Thursday, 15 January 2015

Below the Groyne, Step in Time and Goodnight Light

"Below the Groyne" :- This is the mighty Albion Groyne (breakwater) that's just to the Western side of Brighton's famous Victorian pier (you can see it's white ornate iron railings on the right of this image). This is a rare and unusual view of this gargantuan victorian structure as it's normally surrounded by seawater. The shot was taken in August 2012 during an exceptionally low tide which exposed more of the beach than I have ever seen before. This was one of the first two concrete groynes to be built in Brighton. The first was the East Street groyne in 1867 and then this one, the Albion Groyne was built 9 years later in 1876. There's a large Victorian outfall built into its Eastern side and the groyne is famously the one that features in virtually all the photos featuring rough seas and huge waves in Brighton ( like this one :- http://brightonbits.blogspot.co.uk/2014/01/rough-seas-at-albion-groyne.html).



"Step in Time" :- These steps on Satldeans promenade and seafront have carried people up and down for 85 years. It's easy to take things for granted and to ignore their history but when you stop to actually take it all in it's mindblowing ... maybe that's why we take it all for granted. The elegant fashions of the 30's, 40's and 50's came and went. Then the free and fun loving 60's fashions took over, skirts got shorter as hair got longer and then they gave way to the 70's where men and women alike grew their hair and long coats and flares did battle with drain pipes and suits which in turn battled with leather and chains. These steps have seen it all.

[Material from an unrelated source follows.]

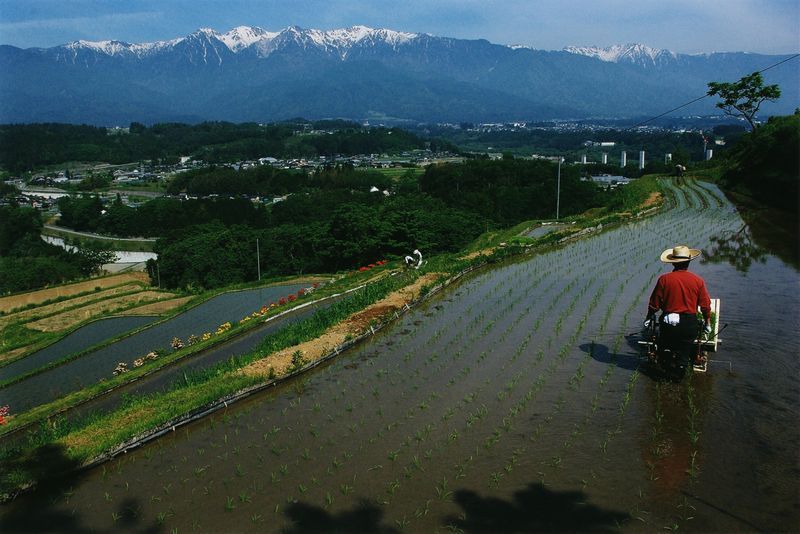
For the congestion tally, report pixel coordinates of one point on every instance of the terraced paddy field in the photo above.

"Goodnight Light" :- I know what you're thinking...well, I think I do. You're thinking along the lines of "Ooh nice snow on the beach shot!". But it's not snow, there is no snow in this image whatsoever. It's an illusion created by the evening light bouncing of the still water that's settled in the rock pools. The rocks are thrown into silhouette which adds to the deception making the water look whiter. This was shot back in December at Ovingdean Gap just as the sunset was dying out and fading away. Once again, timing is everything.